The runtime monitoring system is currently designed as a real-time monitoring system mostly for threat detection and autonomous response to events happening within the sandbox, so one of its design goals is to be real-time, and this is also why it has high CPU usage. So rate-limiting would go against its current implementation. It may be possible to make it configurable to not act this way, i.e. to have it send event information in batches instead. That would increase its CPU efficiency, at the cost of losing real-time-ness. For your purposes of monitoring path-specific metrics, that seems like a worthwhile tradeoff.
could you tell us how exactly to determine the fstype for a syscall?
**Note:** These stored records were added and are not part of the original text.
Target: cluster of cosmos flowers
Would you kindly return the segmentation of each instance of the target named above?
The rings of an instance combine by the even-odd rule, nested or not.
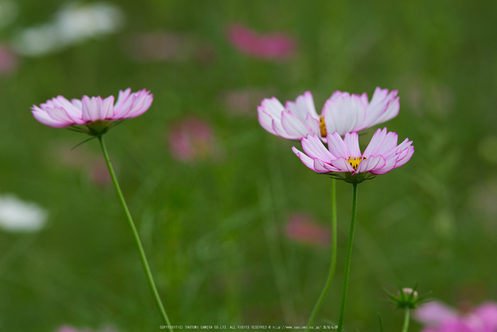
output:
[[[293,152],[311,170],[344,173],[338,175],[339,178],[360,182],[367,178],[367,173],[383,174],[404,165],[414,154],[412,141],[405,139],[399,144],[397,134],[386,128],[376,130],[364,153],[359,148],[358,132],[398,114],[397,93],[376,87],[369,101],[366,92],[336,91],[324,103],[321,114],[316,112],[309,91],[285,106],[273,97],[263,100],[258,107],[258,120],[271,134],[300,139],[304,152],[295,147]]]
[[[128,88],[119,91],[115,103],[114,96],[84,96],[71,101],[58,96],[39,106],[33,105],[32,112],[37,120],[48,126],[74,126],[80,131],[99,136],[121,120],[142,114],[152,101],[150,92],[142,90],[131,92]],[[315,110],[310,92],[295,102],[287,102],[285,106],[275,97],[264,99],[258,108],[259,122],[268,132],[285,139],[301,140],[304,152],[295,147],[293,150],[309,168],[318,173],[347,174],[343,178],[351,181],[356,179],[354,176],[358,174],[387,173],[410,159],[414,153],[413,142],[405,139],[398,144],[397,134],[388,132],[386,128],[375,132],[364,153],[359,148],[359,131],[388,121],[398,112],[397,91],[379,87],[371,101],[365,93],[358,95],[335,92],[325,102],[320,115]],[[82,129],[82,126],[86,126],[87,130]],[[207,139],[211,135],[204,127],[199,124],[195,128],[204,133],[200,136]],[[324,144],[327,144],[327,149]],[[364,176],[359,178],[359,181],[364,178]],[[306,240],[307,237],[315,240],[315,233],[322,232],[314,228],[310,231],[308,223],[303,224],[305,229],[302,231],[300,223],[293,223],[287,230],[290,237],[300,239],[305,233]],[[327,243],[327,236],[319,242]],[[415,318],[426,326],[424,332],[493,332],[497,331],[497,304],[488,302],[461,314],[438,302],[431,302],[422,305]]]

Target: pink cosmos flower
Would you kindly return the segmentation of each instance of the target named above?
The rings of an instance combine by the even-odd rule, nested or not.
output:
[[[329,229],[303,214],[290,216],[286,224],[286,234],[291,240],[308,245],[324,245],[329,242]]]
[[[105,99],[83,96],[81,100],[73,99],[70,102],[58,96],[40,104],[39,107],[33,105],[31,112],[40,122],[55,128],[129,119],[143,114],[153,100],[150,91],[145,89],[131,92],[130,87],[119,90],[116,104],[114,96]]]
[[[176,124],[169,135],[173,157],[185,162],[216,154],[215,141],[212,127],[192,117]]]
[[[228,38],[239,50],[256,58],[266,60],[285,59],[295,49],[295,40],[286,33],[267,33],[258,36],[241,24],[231,25]]]
[[[386,128],[376,130],[364,154],[359,149],[356,132],[345,133],[342,139],[335,132],[328,134],[327,139],[328,149],[314,134],[302,139],[302,147],[307,154],[295,146],[292,150],[314,171],[344,172],[352,176],[366,172],[383,174],[407,163],[414,154],[412,141],[405,139],[397,145],[397,134],[387,132]]]
[[[312,95],[307,91],[295,102],[286,102],[284,107],[274,97],[264,99],[257,113],[261,125],[271,134],[289,139],[316,134],[326,143],[328,133],[337,132],[343,136],[396,117],[400,107],[397,92],[388,93],[388,89],[378,87],[368,102],[366,92],[359,95],[335,91],[318,115]]]
[[[422,332],[496,332],[497,304],[486,302],[459,313],[440,302],[429,302],[415,311],[415,318],[427,326]]]

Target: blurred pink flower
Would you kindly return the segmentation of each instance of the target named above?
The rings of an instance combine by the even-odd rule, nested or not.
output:
[[[84,330],[78,330],[73,327],[65,325],[63,326],[60,326],[58,330],[56,330],[56,332],[90,332],[90,331],[86,328]]]
[[[18,58],[8,46],[0,44],[0,75],[9,74],[17,68]]]
[[[185,162],[215,156],[219,151],[212,127],[193,117],[173,127],[169,144],[173,157]]]
[[[467,312],[460,313],[434,301],[420,306],[414,317],[427,327],[422,332],[496,332],[497,304],[486,302]]]
[[[369,172],[384,174],[407,163],[414,154],[412,141],[405,139],[398,145],[398,135],[387,132],[386,128],[378,129],[368,147],[362,154],[359,149],[356,132],[345,133],[342,138],[335,132],[328,134],[328,149],[326,149],[315,134],[302,139],[302,147],[305,154],[295,146],[293,152],[311,170],[318,173]]]
[[[75,124],[92,124],[96,122],[129,119],[141,115],[150,107],[153,97],[145,89],[131,93],[131,89],[119,90],[114,105],[114,96],[102,99],[83,96],[81,100],[70,102],[62,96],[57,96],[40,104],[33,105],[31,112],[35,118],[47,126],[55,128]]]
[[[294,241],[312,245],[329,243],[329,229],[316,223],[305,214],[292,215],[286,224],[286,235]]]
[[[65,167],[86,173],[88,178],[97,185],[111,183],[111,178],[102,156],[88,150],[84,144],[75,150],[71,150],[72,147],[73,145],[67,143],[53,144],[47,157],[50,159],[50,164],[53,160],[59,161]],[[119,173],[119,163],[115,159],[113,159],[113,164],[114,171]]]
[[[258,35],[241,24],[232,24],[228,38],[239,50],[248,55],[266,60],[285,59],[295,51],[296,41],[285,33]]]

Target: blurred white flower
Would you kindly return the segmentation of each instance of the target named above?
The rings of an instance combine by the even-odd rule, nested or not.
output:
[[[7,26],[17,18],[17,4],[11,0],[0,0],[0,28]]]
[[[122,26],[123,18],[121,9],[110,4],[71,3],[62,7],[52,22],[21,31],[13,40],[14,48],[23,55],[43,55],[113,33]]]
[[[0,227],[11,232],[35,232],[45,225],[48,213],[11,194],[0,196]]]
[[[58,14],[55,26],[62,43],[74,44],[89,38],[113,33],[123,21],[121,10],[105,3],[71,4]]]

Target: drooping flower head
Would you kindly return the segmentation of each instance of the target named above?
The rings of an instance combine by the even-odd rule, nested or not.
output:
[[[296,41],[285,33],[258,35],[241,24],[231,25],[228,31],[231,44],[239,50],[265,60],[289,58],[295,51]]]
[[[328,134],[327,139],[327,149],[316,134],[307,134],[302,139],[305,154],[295,146],[292,150],[312,171],[342,173],[337,176],[347,181],[361,182],[369,176],[368,173],[384,174],[407,163],[414,154],[412,141],[405,139],[398,145],[397,134],[387,132],[386,128],[376,130],[364,154],[356,132],[345,133],[342,139],[335,132]]]
[[[496,332],[497,304],[486,302],[467,312],[457,312],[441,302],[420,306],[415,318],[426,325],[422,332]]]
[[[289,139],[315,134],[326,143],[328,134],[337,132],[343,136],[396,117],[400,107],[397,92],[378,87],[368,102],[366,92],[359,95],[335,91],[318,115],[312,95],[307,91],[285,106],[274,97],[264,99],[257,113],[261,125],[271,134]]]
[[[86,125],[93,135],[102,134],[112,122],[136,117],[143,114],[152,104],[153,96],[145,89],[131,93],[131,89],[119,90],[114,104],[114,96],[83,96],[70,102],[62,96],[52,98],[40,107],[33,105],[33,115],[40,122],[55,128]]]

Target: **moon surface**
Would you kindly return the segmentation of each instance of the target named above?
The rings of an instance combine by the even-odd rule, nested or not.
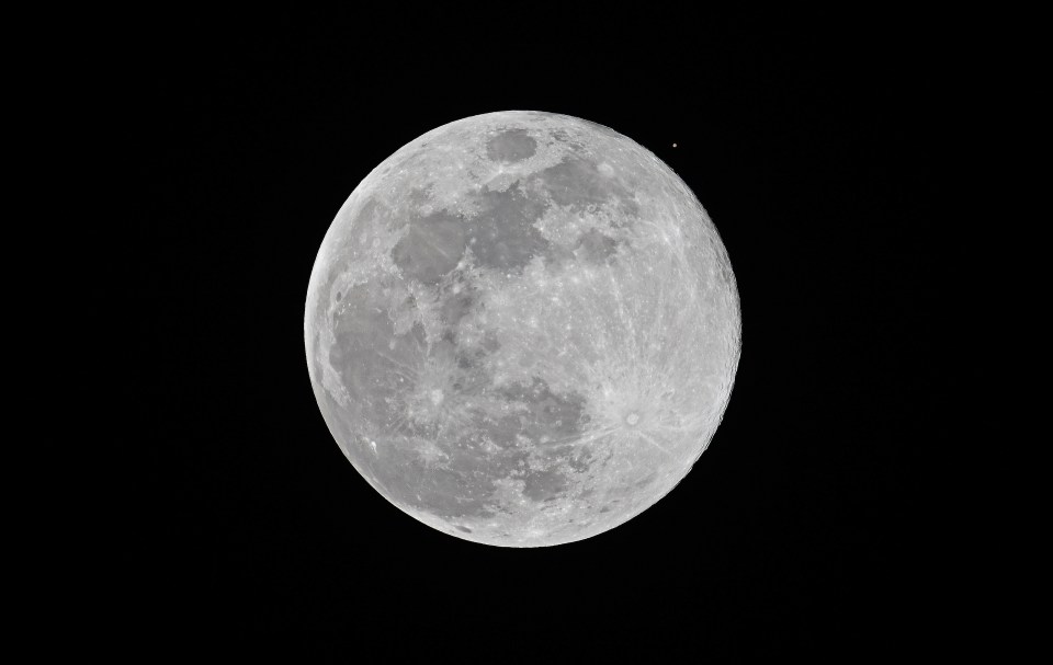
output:
[[[652,152],[584,119],[464,118],[374,169],[322,240],[304,337],[366,481],[443,532],[582,540],[680,482],[731,397],[738,290]]]

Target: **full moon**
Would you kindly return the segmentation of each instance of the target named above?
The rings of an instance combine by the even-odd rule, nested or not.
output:
[[[624,524],[723,417],[741,347],[727,252],[672,170],[567,115],[464,118],[352,192],[307,287],[321,414],[421,523],[541,547]]]

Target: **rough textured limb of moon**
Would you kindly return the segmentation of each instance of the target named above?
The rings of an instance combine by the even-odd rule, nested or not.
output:
[[[738,365],[738,291],[684,183],[578,118],[491,113],[362,181],[315,261],[307,364],[393,504],[489,544],[581,540],[667,494]]]

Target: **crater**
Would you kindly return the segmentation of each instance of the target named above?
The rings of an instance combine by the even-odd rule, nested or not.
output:
[[[525,129],[508,129],[486,142],[486,156],[506,164],[533,157],[536,151],[537,141]]]

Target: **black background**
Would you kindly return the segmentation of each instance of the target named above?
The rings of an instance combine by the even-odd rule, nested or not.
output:
[[[144,303],[122,462],[137,526],[114,554],[126,634],[392,662],[906,647],[931,607],[939,39],[918,16],[487,11],[157,15],[116,42],[141,208],[107,242]],[[315,253],[359,181],[429,129],[513,108],[665,160],[743,303],[732,400],[688,478],[537,550],[442,535],[373,491],[303,345]]]

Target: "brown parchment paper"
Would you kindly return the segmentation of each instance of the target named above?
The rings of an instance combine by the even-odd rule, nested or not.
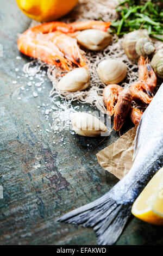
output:
[[[129,172],[132,166],[136,132],[136,129],[132,128],[96,155],[99,164],[120,180]]]

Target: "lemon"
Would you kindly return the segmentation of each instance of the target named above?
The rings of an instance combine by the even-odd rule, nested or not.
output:
[[[138,197],[131,212],[146,222],[163,225],[163,167]]]
[[[60,18],[77,4],[78,0],[16,0],[20,8],[30,18],[51,21]]]

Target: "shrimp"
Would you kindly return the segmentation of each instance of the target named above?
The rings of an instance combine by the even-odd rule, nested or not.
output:
[[[87,68],[84,57],[81,54],[82,52],[78,46],[76,39],[62,34],[56,36],[53,42],[70,62],[79,67]]]
[[[149,96],[152,96],[156,86],[156,76],[152,68],[151,65],[148,63],[148,59],[146,60],[144,57],[140,57],[138,62],[139,78],[146,82],[146,91]]]
[[[105,31],[110,24],[111,22],[97,21],[70,24],[60,22],[42,24],[29,28],[20,36],[18,48],[26,55],[55,65],[64,70],[69,70],[68,66],[72,63],[87,68],[76,40],[72,38],[73,35],[76,31],[89,28]]]
[[[64,54],[65,57],[78,66],[87,68],[85,58],[82,56],[83,51],[77,44],[77,40],[72,38],[60,31],[49,33],[48,34],[40,34],[40,40],[52,42]]]
[[[139,125],[142,114],[143,112],[139,109],[139,108],[133,107],[131,108],[130,112],[130,118],[135,126],[137,126]]]
[[[145,104],[149,104],[153,97],[148,96],[144,90],[146,90],[146,84],[143,81],[138,81],[130,87],[133,100],[135,102],[141,101]]]
[[[70,23],[74,31],[83,31],[85,29],[98,29],[103,31],[107,31],[111,25],[111,22],[104,22],[99,21],[87,21]]]
[[[119,131],[123,125],[126,118],[130,109],[132,102],[131,93],[129,88],[124,89],[119,94],[115,106],[114,129]]]
[[[118,84],[107,86],[103,90],[104,103],[111,116],[114,113],[114,106],[117,101],[119,93],[122,90],[122,87]]]

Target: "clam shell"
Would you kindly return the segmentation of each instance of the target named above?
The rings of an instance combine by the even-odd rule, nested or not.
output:
[[[86,89],[90,84],[90,74],[84,68],[78,68],[67,73],[57,84],[57,89],[77,92]]]
[[[85,112],[72,113],[70,115],[72,129],[79,135],[99,136],[108,131],[105,124],[97,117]]]
[[[163,78],[163,49],[159,50],[154,55],[151,65],[156,75]]]
[[[108,59],[99,63],[97,73],[100,79],[106,84],[117,84],[123,80],[127,75],[127,66],[118,59]]]
[[[143,44],[148,41],[150,41],[149,38],[144,31],[140,29],[127,34],[123,41],[123,48],[128,58],[134,60],[137,59],[142,54],[145,55]]]
[[[97,29],[83,31],[76,38],[80,45],[92,51],[103,49],[112,41],[112,36],[109,33]]]

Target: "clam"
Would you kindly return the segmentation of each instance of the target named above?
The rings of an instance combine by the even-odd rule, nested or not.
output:
[[[58,90],[77,92],[86,89],[90,84],[90,74],[84,68],[77,68],[67,73],[57,84]]]
[[[109,33],[97,29],[82,31],[76,38],[80,45],[92,51],[103,49],[112,41],[112,36]]]
[[[72,129],[79,135],[99,136],[107,132],[105,124],[97,117],[85,112],[72,113],[70,115]]]
[[[108,59],[99,63],[97,73],[100,79],[106,84],[117,84],[126,77],[127,66],[118,59]]]
[[[149,55],[155,51],[149,36],[142,30],[127,34],[123,41],[123,48],[127,57],[133,60],[139,56]]]
[[[154,55],[151,65],[156,75],[163,78],[163,48],[159,50]]]

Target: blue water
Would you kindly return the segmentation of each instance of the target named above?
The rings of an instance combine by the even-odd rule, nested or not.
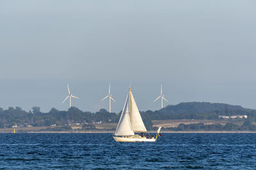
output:
[[[256,169],[256,134],[0,134],[0,169]]]

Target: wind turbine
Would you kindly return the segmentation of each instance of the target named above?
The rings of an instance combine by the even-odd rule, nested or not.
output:
[[[161,84],[161,89],[160,89],[160,96],[158,97],[156,99],[156,100],[154,100],[154,102],[156,101],[157,100],[158,100],[159,98],[161,97],[161,108],[163,109],[163,99],[164,99],[164,101],[168,102],[168,101],[165,99],[164,97],[164,96],[163,95],[163,92],[162,92],[162,84]]]
[[[108,95],[104,97],[101,101],[103,101],[105,100],[106,98],[109,97],[109,113],[111,113],[111,100],[113,101],[116,102],[115,99],[112,97],[112,95],[110,94],[110,83],[109,83],[109,88],[108,89]]]
[[[76,99],[79,99],[77,97],[76,97],[73,95],[72,95],[70,94],[70,90],[69,90],[69,87],[68,87],[68,84],[67,84],[67,86],[68,87],[68,96],[67,96],[66,99],[65,99],[65,100],[62,102],[62,103],[63,103],[68,97],[69,97],[69,107],[71,107],[71,97],[74,97]]]

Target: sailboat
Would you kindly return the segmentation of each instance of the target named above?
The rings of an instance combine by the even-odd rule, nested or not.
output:
[[[129,88],[123,111],[113,136],[114,139],[117,142],[154,142],[159,135],[161,128],[159,127],[158,129],[156,136],[145,134],[147,129],[135,103],[131,88]]]

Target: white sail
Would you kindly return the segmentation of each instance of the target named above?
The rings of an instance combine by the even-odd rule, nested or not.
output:
[[[144,125],[140,116],[139,110],[136,104],[134,97],[132,92],[131,94],[131,124],[134,132],[147,132],[146,127]]]
[[[129,116],[129,95],[126,98],[126,101],[122,112],[121,117],[119,120],[118,124],[116,131],[115,132],[115,136],[131,136],[134,135],[134,132],[132,131],[132,126],[131,125],[130,118]]]

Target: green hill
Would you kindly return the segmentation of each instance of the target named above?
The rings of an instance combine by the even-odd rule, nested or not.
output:
[[[32,108],[32,111],[27,112],[20,107],[10,107],[4,110],[0,108],[0,128],[17,127],[42,127],[52,125],[63,126],[74,124],[117,123],[120,114],[108,113],[102,109],[96,113],[83,111],[76,107],[68,111],[59,111],[52,108],[48,113],[42,113],[40,108]],[[160,110],[141,111],[141,117],[148,129],[152,127],[152,120],[220,120],[220,115],[246,115],[246,120],[239,119],[239,124],[252,125],[256,122],[256,110],[244,108],[222,103],[200,102],[181,103],[177,105],[169,105]],[[202,127],[202,125],[201,125]]]

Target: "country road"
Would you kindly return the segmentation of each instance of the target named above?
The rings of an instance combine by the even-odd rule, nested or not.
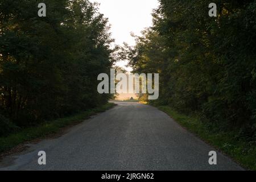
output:
[[[60,137],[31,144],[3,159],[0,170],[243,170],[164,113],[136,102],[118,105],[69,129]],[[46,152],[45,166],[38,152]]]

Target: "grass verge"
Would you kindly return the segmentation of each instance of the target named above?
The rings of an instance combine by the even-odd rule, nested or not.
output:
[[[256,170],[256,146],[254,142],[238,140],[236,137],[235,131],[210,130],[199,119],[179,113],[169,106],[159,106],[156,107],[166,113],[188,131],[229,156],[245,168]]]
[[[103,112],[115,105],[114,103],[108,103],[103,106],[88,110],[71,117],[45,122],[38,126],[24,129],[9,136],[1,137],[0,153],[10,150],[26,142],[56,134],[63,128],[78,124],[88,117]]]

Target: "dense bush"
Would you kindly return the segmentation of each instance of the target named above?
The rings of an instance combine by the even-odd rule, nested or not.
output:
[[[256,1],[160,0],[154,26],[129,49],[135,72],[160,73],[160,97],[222,129],[255,132]]]

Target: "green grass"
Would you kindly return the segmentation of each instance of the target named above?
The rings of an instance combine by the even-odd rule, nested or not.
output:
[[[228,155],[241,166],[256,170],[256,146],[255,142],[238,140],[235,131],[218,132],[209,129],[196,117],[191,117],[175,111],[169,106],[156,106],[174,118],[188,131]]]
[[[62,128],[78,124],[88,117],[104,111],[114,105],[115,104],[113,103],[108,103],[103,106],[88,110],[71,117],[45,122],[38,126],[24,129],[6,137],[1,137],[0,138],[0,153],[10,150],[26,142],[56,134]]]

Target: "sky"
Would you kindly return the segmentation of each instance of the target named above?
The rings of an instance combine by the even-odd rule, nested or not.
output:
[[[100,12],[109,18],[111,24],[112,38],[115,44],[122,45],[123,42],[134,46],[135,40],[131,32],[140,35],[145,27],[152,26],[151,13],[159,5],[158,0],[90,0],[100,3]],[[117,65],[124,67],[126,61]],[[130,68],[126,69],[130,71]]]

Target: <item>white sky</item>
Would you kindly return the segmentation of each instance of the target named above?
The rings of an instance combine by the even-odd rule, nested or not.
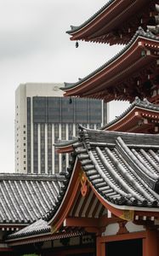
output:
[[[0,172],[14,172],[14,91],[21,83],[77,82],[121,47],[79,42],[65,33],[106,0],[0,0]],[[111,103],[112,119],[128,103]]]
No silver bullet. In the gVisor metrics system (not runtime monitoring), there are already some metrics like:
https://github.com/google/gvisor/blob/d6ba9944e431c768b028f010e0992bd0829207c0/pkg/sentry/vfs/file_description.go#L642
This counts the number of reads across all file descriptors. But it is not filesystem-implementation-specific, so it can't determine the fstype there. Not much of a better mechanism than to move such metrics down into the FileDescriptionImpl implementations' PRead method instead.
The metric system does have support for fields, so this could remain a single fs/reads metric but with a new fstype string field. To create a metric with fields, set the Fields field in metric.Uint64Metadata.
https://github.com/google/gvisor/blob/d6ba9944e431c768b028f010e0992bd0829207c0/pkg/metric/metric.go#L225-L232
But again, for your use-case you likely want to add instrumentation in the runtime monitoring subsystem, not in metrics. The metrics system is high-performance but very limited; for example, string fields must pre-declare all of their possible values, so it would be impossible to use it for path-specific field values as those would only be known at runtime.
Hi @EtiennePerot , How do you feel about this solution: We accept a time interval in the json config, and for every time interval we store the syscalls in memory, and after that time interval has elapsed we just send the points all together, that means in batches. Would a PR which solves this be okay to be merged into the open source gvisor repository? I can submit a PR which does that soon for you review.
That sounds good to me, so long as this is configurable and that the default behavior is still the current real-time behavior (no batching), so that existing users of runtime monitoring which rely on its real-time-ness maintain such behavior. cc @fvoznika for confirmation.